Almost exactly 15 years after she got her first win, Western Washington University coach Diane Flick watched her team complete a four-set win over Hawaii Pacific University for her 300th career coaching victory.
The match also shared a funny coincidence with her first win — it was a home match played away from Carver Gymnasium.
The historic win came at Squalicum High School because WWU was holding its annual Viking Night event in Carver.
“Our men’s soccer coach asked if I could remember my first win, and it was actually against Sonoma State at Whatcom Community College because of the same event,” Flick said. “It was a little different, but after 15 years and 15 Viking Nights in my career, it’s just part of the job.”
Flick began playing volleyball in junior high, and a successful high school career led to her playing for the University of Washington in college. She began coaching a club team for 14- to 18-year-olds after graduating, until her former UW coach called.
“I got a call from my coach at UW to come and be an assistant, and I told him I would do it through the end of the year or until he could find someone who was more qualified,” Flick said.
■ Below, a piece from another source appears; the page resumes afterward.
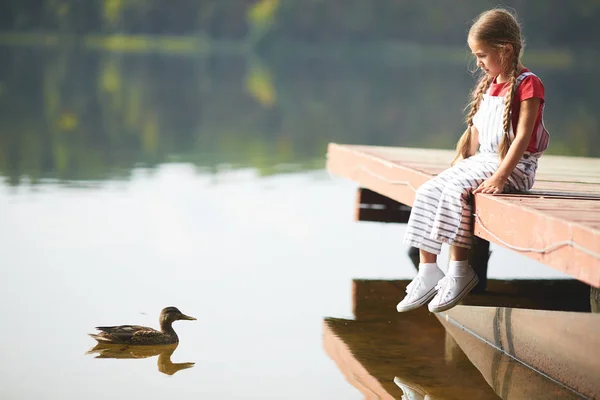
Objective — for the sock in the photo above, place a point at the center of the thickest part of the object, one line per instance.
(458, 268)
(429, 270)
After four years as a UW assistant, Flick took over at WWU in 2000 and found immediate success, leading the team to a 24-9 overall record. The next three years she guided the Vikings to three league titles and a 57-match winning streak in league play that lasted from 2000 to 2004.
“I was pretty lucky in the fact that I inherited a pretty good team,” Flick said. “There were some players who needed a little more structure and vision, but I didn’t need to bring in new players. They were ready to learn and grow and maximize their potential, so when I walked in the door I looked brilliant, but they were the ones that did all the work.”
In 2007, Flick took the Vikings all the way to the NCAA Division II national championship match, where they finished runner-up.
Katie Emmons, a setter on that team, is now a volleyball coach at Nooksack Valley High School. Emmons has taken a few of Flick’s mannerisms and coaching tendencies to the Pioneers’ program, and the experience of playing for national championship, in particular, had a big effect, Emmons said.
“She had a speech before the match, and she said, ‘It’s just another turkey dinner,’” Emmons recalled in a phone interview. “She explained that you can have a turkey dinner any day of the year, but for some reason it’s really special on Thanksgiving. It meant that just because it’s the national championship, it isn’t different from any game before that.
“So when we (Nooksack Valley) went to state in 2012, we put that on the back of our shirts to remind us that it isn’t any different.”
Sustaining her early success challenged Flick to continue changing tactics and stay a few steps ahead of WWU’s conference rivals.
“We’ve been able to continuously push the envelope,” she said. “I think that’s something you have to continually do because as you make leaps forward in your program, there’s always people trying to catch you.”
One way she has stayed ahead recently was completing her masters degree in coaching and sports administration at Concordia-Irvine.
“It was a great opportunity to get a refresher on what I’ve been doing for the past 15 years — should I continue to do it, should I re-tweak it,” Flick said. “You always have to challenge yourself, or if you stay stagnant, everyone is going to pass you.”
Three Whatcom County high school volleyball coaches have come out of Flick’s program and followed her footsteps into coaching. Emmons, Shannon Claeys at Meridian and Laurie Quigley at Squalicum are leading teams and spreading the impact of Flick’s program throughout the county.
“It’s great because it means they have a passion for it,” Flick said. “There are a lot of players who leave college and don’t want to see the game for awhile. They are not only playing, but coaching, and hopefully their experience here has inspired them to inspire others.”
In her 308 wins entering play on Saturday, Oct. 4, Flick has had some big games. Upsets, blowouts and comebacks included, the one that she said sticks out the most to her came in 2011.
The Vikings were taking on No. 24 Seattle Pacific University, which led the conference at the time. WWU had traded sets so far with the Falcons at Carver, going 25-20, 30-32, 25-20, 20-25, heading into the final set.
“We were down 8-1, which is an insurmountable lead when you talk about going to 15 points,” she said, “but we ended up winning 18-16. We rode the back of Marlayna Geary, who just swung as hard as she could, and Laurie Yearout kept feeding her the ball. We had some great serves and great digs. There was a moment where they decided to switch and just play.
“It was great to just sit back and watch them, because you don’t really make plans for when you’re down 8-1 and coming back. It’s not a great coaching move, but the players made it happen.”